Is Young OK with this diminished offensive role?
"It's OK, but I have to find some type of way to get myself more involved into the games," Young said. "I've been trying to, but when I see two or three guys I'm not going to try to beat a double team; so I just pass out."
When the Sixers locker room opened before Game 5, a pull-down screen was showing the final minute of Sunday afternoon's victory over the Heat.
Sixers rookie Evan Turner was sitting in front of his locker absorbing the sequence of events: He hits a runner along the baseline, point guard Jrue Holiday drains a three-pointer, reserve guard Lou Williams drops the game-winning three from the top of the key, and then Turner seals the game with two free throws.
Like a sucker punch, the Sixers came from behind and dropped the Heat during Game 4's upset victory. They extended the series a game longer than most expected.
The Sixers gave themselves every chance to repeat the performance. While the Heat returned to Miami on Monday and took the day off, Sixers coach Doug Collins called his guys into practice so he could keep them from getting "intoxicated" by one victory.
"Sometimes what happens is if you let guys go away for a day, you let them have that 24 hours and the parade starts: 'Oh what a great job you did,' " Collins said before Game 5. "We won one game - we have more in mind."

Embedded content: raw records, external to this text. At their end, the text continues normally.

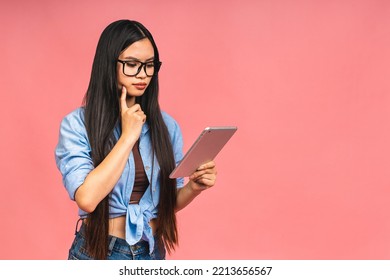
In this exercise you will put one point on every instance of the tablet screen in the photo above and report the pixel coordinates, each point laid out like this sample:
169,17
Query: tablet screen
209,143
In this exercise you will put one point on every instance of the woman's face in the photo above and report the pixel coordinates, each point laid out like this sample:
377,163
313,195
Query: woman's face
139,52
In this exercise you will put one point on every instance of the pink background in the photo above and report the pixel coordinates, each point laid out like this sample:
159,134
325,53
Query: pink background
307,83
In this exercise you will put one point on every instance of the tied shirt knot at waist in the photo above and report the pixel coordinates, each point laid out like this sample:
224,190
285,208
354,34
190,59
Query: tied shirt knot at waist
137,225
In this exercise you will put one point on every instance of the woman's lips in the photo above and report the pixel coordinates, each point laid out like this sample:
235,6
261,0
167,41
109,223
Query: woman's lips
140,86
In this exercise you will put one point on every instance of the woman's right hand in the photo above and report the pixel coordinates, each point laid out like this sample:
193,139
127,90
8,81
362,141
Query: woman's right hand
132,118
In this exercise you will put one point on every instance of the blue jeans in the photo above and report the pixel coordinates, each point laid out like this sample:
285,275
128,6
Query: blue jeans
118,249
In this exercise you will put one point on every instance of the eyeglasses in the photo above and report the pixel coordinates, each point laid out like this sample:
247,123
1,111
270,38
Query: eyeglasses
132,68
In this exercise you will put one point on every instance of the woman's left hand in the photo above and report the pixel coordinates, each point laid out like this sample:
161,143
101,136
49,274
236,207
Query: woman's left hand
204,177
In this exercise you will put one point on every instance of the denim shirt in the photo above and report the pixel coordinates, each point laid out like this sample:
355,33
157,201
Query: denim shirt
73,159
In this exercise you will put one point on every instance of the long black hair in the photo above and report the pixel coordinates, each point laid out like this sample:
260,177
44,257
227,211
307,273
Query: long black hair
102,114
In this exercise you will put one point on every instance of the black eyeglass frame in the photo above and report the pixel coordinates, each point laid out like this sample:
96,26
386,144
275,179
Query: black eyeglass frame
157,65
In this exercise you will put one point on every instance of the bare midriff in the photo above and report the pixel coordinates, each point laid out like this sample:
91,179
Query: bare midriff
116,226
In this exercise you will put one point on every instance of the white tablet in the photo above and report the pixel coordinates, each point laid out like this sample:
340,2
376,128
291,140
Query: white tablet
209,143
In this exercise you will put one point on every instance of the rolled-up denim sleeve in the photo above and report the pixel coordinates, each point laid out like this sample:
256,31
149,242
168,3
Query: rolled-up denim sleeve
72,153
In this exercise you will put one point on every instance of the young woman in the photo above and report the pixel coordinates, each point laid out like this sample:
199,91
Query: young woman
116,152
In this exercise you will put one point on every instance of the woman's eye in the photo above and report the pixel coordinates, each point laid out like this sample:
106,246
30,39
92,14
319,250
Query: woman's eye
131,64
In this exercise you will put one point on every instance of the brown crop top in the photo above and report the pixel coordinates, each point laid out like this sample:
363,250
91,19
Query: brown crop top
141,181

When asked if Collins was worried about Miami "finding another gear" and "turning serious" now that this series had gone longer than four games - kind of like the Los Angeles Lakers did in their series against the New Orleans Hornets - Collins bristled.
"Well, I mean there's no question they're incredibly talented, but I would have to think they've been pretty serious since they've played us," Collins said.